Cancer Screening and Prevention Key Topics at Coaches vs Cancer Tip-Off Breakfast

For immediate release: November 06, 2014

Dr. Cheryl Holt with the event leaders

Dr. Cheryl Holt with the event leaders

November 6, 2014 – The importance of cancer screening and early detection was a major focus at this year’s annual Coaches vs. Cancer Season Tip-Off Breakfast, which was held on November 4, 2014 and was sponsored by the American Cancer Society and the National Association of Basketball. Cheryl Holt, PhD, who co-leads the Population Science research program at the University of Maryland Marlene and Stewart Greenebaum Cancer Center, spoke at the event and highlighted many aspects of cancer and associated prevention and screening.

The Coaches vs. Cancer program was created in 1993 by the American Cancer Society and the National Association of Basketball Coaches. The program empowers university basketball coaches, their teams, and their supporting communities to join in the universal fight against all types of cancer by raising awareness through programs and fundraising events. It was hosted this year by University of Maryland, College Park and Maryland men's basketball coach Mark Turgeon.

An associate professor and co-director of the Center for Health Behavior Research at University of Maryland, College Park, Dr. Holt touched on the role that media can have in creating public confusion around a wide variety of cancer topics, such as the debated effectiveness of different cancer screenings.

“There has been a lot of recent controversy around recommended cancer screening schedules,” says Dr. Holt. “This leads to public confusion and underscores the importance of people maintaining a close relationship with their primary care physician.”
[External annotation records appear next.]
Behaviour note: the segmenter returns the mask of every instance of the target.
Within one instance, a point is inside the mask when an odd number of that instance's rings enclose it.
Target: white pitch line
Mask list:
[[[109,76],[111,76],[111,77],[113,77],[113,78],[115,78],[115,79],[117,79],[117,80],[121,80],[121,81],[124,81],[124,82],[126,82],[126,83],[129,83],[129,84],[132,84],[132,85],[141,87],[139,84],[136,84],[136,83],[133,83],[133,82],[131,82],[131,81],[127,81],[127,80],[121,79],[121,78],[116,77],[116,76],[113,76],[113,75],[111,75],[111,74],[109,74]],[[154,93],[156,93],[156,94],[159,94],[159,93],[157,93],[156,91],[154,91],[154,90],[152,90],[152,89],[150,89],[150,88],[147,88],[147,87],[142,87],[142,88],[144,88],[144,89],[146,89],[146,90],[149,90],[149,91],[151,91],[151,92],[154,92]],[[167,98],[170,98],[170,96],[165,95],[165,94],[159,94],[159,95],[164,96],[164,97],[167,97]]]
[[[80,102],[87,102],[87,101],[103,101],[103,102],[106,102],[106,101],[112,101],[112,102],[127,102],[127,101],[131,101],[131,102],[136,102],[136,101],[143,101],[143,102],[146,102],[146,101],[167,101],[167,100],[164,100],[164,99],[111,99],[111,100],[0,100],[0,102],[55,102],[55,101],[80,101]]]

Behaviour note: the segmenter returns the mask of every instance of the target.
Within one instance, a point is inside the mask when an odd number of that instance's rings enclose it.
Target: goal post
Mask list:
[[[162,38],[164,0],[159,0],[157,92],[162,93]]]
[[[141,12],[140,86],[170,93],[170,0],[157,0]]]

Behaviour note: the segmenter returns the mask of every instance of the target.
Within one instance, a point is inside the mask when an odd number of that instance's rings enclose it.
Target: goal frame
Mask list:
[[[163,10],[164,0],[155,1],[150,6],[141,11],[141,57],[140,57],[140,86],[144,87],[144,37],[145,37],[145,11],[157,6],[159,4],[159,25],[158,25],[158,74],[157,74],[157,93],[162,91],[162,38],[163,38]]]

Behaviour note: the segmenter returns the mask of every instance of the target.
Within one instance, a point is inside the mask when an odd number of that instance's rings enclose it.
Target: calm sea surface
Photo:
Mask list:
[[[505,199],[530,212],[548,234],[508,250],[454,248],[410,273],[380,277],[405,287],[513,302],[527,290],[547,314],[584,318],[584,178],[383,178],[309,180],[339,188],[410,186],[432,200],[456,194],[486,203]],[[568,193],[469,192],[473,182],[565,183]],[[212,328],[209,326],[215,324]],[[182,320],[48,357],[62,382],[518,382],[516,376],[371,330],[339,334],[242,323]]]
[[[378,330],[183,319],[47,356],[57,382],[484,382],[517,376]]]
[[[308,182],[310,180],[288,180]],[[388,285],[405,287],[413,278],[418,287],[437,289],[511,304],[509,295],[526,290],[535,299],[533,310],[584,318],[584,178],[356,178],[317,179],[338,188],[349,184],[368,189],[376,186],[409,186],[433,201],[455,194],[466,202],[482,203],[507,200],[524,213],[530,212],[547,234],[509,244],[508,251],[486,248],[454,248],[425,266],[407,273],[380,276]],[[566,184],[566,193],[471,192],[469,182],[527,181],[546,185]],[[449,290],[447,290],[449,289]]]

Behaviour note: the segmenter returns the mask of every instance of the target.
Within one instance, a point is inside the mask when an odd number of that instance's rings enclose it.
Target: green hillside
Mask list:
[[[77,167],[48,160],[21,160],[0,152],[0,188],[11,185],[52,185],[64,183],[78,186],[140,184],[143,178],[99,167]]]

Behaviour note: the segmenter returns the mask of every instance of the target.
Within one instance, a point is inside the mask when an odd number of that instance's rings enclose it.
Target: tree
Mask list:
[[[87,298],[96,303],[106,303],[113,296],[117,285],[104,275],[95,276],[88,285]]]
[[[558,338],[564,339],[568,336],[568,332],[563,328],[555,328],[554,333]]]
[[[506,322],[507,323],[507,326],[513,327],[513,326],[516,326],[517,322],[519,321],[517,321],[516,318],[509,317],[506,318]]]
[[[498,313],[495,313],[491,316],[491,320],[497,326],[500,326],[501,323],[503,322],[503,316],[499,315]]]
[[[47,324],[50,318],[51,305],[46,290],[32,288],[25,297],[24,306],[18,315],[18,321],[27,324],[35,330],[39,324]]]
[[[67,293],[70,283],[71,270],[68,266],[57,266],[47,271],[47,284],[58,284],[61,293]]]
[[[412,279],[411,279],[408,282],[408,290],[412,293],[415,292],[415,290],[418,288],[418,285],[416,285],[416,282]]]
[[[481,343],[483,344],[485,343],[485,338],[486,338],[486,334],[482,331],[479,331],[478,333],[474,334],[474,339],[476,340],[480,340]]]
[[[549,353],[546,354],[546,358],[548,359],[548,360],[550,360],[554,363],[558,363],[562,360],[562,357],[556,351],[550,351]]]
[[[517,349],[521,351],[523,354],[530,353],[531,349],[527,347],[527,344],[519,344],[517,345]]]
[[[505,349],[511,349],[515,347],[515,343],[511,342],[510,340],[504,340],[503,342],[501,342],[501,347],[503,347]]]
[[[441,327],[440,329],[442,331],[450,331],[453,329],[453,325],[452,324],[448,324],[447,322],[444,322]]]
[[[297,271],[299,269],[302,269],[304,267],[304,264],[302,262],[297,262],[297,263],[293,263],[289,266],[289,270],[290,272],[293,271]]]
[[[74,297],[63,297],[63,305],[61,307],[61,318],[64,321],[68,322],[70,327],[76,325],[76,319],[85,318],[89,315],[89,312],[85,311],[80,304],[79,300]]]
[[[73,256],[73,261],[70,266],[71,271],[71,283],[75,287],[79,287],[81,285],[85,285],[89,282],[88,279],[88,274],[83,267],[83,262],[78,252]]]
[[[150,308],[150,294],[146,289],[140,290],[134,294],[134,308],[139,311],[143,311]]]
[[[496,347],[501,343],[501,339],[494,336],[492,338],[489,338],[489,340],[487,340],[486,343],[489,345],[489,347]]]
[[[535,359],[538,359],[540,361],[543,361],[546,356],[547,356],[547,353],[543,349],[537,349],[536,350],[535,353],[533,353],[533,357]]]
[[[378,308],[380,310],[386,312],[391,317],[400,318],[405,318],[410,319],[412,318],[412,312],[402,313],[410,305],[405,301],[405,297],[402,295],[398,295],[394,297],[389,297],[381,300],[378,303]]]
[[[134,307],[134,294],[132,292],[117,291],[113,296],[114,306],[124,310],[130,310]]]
As part of her work in cancer screening and prevention, Dr. Holt leads Project HEAL, which stands for “Health through Early Awareness and Learning” and is a 5-year project funded by the National Cancer Institute. As part of Project HEAL, men and women in African American churches in Prince George’s County, MD are educated to spread awareness about cancer early detection.

“It is so important to help spread the word of finding cancer through early detection via our social networks and the other people in our lives,” Holt said.